Journalisten und andere Medienmenschen hatten früher einen ebenso simplen wie klaren Auftrag: Mach guten Content, der Rest kommt von alleine. Ersteres ist immer noch das Kerngeschäft, zweitens stimmt leider nicht mehr. Read More
Die Tage sind mir zwei Sachen aufgefallen. Mehr oder weniger zufällig und beide hatten zumindest auf den ersten Blick auch nichts miteinander zu tun. Das eine: TikTok, mal wieder. Das andere: OMR 22, die Online Marketing Rockstars, die sich in Hamburg so zelebrierten, wie sie sich fühlen, als echte Rockstars nämlich.

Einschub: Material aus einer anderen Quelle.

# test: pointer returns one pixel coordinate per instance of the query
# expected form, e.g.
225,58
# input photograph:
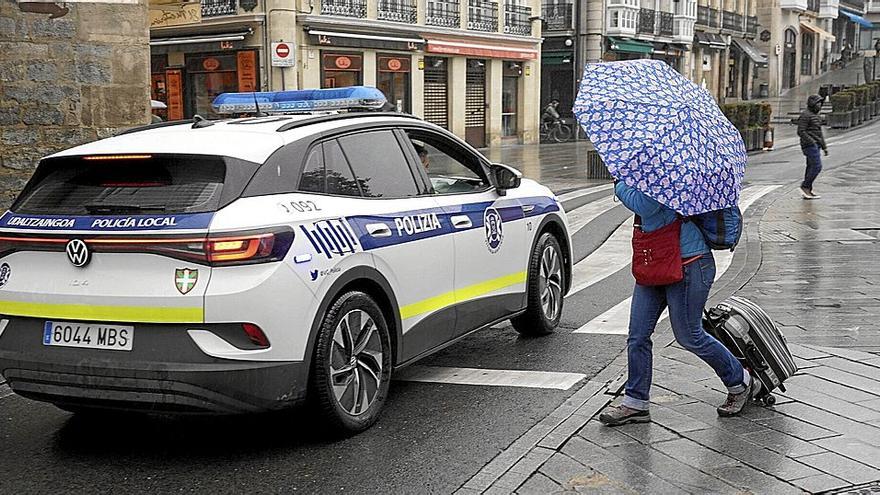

Dass das eine mit dem anderen dann doch zu tun hat, dämmerte mir dann erst später.
Fangen wir erstmal mit den marketingtreibenden Rockstars an, die zumindest eine Meisterleistung hinbekamen: Man ist ihnen in der vergangenen Woche nicht entgangen. Selbst dann, wenn man, wie ich, mit Online-Marketing wenig bis nichts am Hut hat. Aber die Timelines bei LinkedIn und überall sonst waren geflutet mit #OMR22, mit Foto, Videos und meistens mehr, allerdings manchmal auch weniger euphorischen Postings.
Marketing-Rockstars, so viel nahm ich als erstaunter Außenstehender wahr, finden sich selbst anscheinend ziemlich geil. Die Bugwelle, die die OMR vor sich herschob, war jedenfalls so groß, dass sogar Groß-Medien wie der “Spiegel” an einer Geschichte kaum vorbeikamen. Allerdings konnten sich “Spiegel” und auch einige andere sanften Spott nicht verkneifen, der “Spiegel” notierte unter der schönen Überschrift “Ein wilder Ritt durchs Buzzword-Land” das Folgende:
“Das OMR Festival ist ein Zwitter: tagsüber ein Buzzword- und Promi-Wunderland, mit Stargästen wie dem Musiker will.i.am und dem Regisseur Quentin Tarantino, abends eine Großraumdisco mit Auftritten von Künstlern wie Oli P. und Marteria. Zu fast jedem Digitalthema, das entfernt nach Zukunft und Geldverdienen klingt, findet man Vorträge. Die Talks auf den rund 30 Bühnen klingen wie aus einer Parodie auf eine solche Konferenz: »Wie Marken erfolgreich im NFT-Space sein können«, »Marketplaceification – Warum Marktplätze jede Branche dominieren werden« oder »Unleash the power of the Metaverse«. Auch der Titel einer Party lautet »Ready for Metaverse«. Davon abgesehen geht es viel um TikTok und Influencer-Marketing, doch kontrovers wird es selbst bei als kontrovers geltenden Themen wie NFTs und dem sogenannten Web3 selten.”
Kleiner Einschub: Gerade das Thema Metaverse zeigt mir, wie gerne und wild euphorisch man sich in Rockstar-Kreisen auf Buzz-Themen stürzt. Kann man machen, muss man aber nicht, wie ich in der vorletzten D25-Folge mit dem deutlich reflektierteren Kollegen Thomas Knüwer bespreche. Mag allerdings daran liegen, dass Thomas Knüwer und ich beide gelernte Journalisten sind, da neigt man nicht zur Euphorie; nachzuhören u.a. hier bei Spotify.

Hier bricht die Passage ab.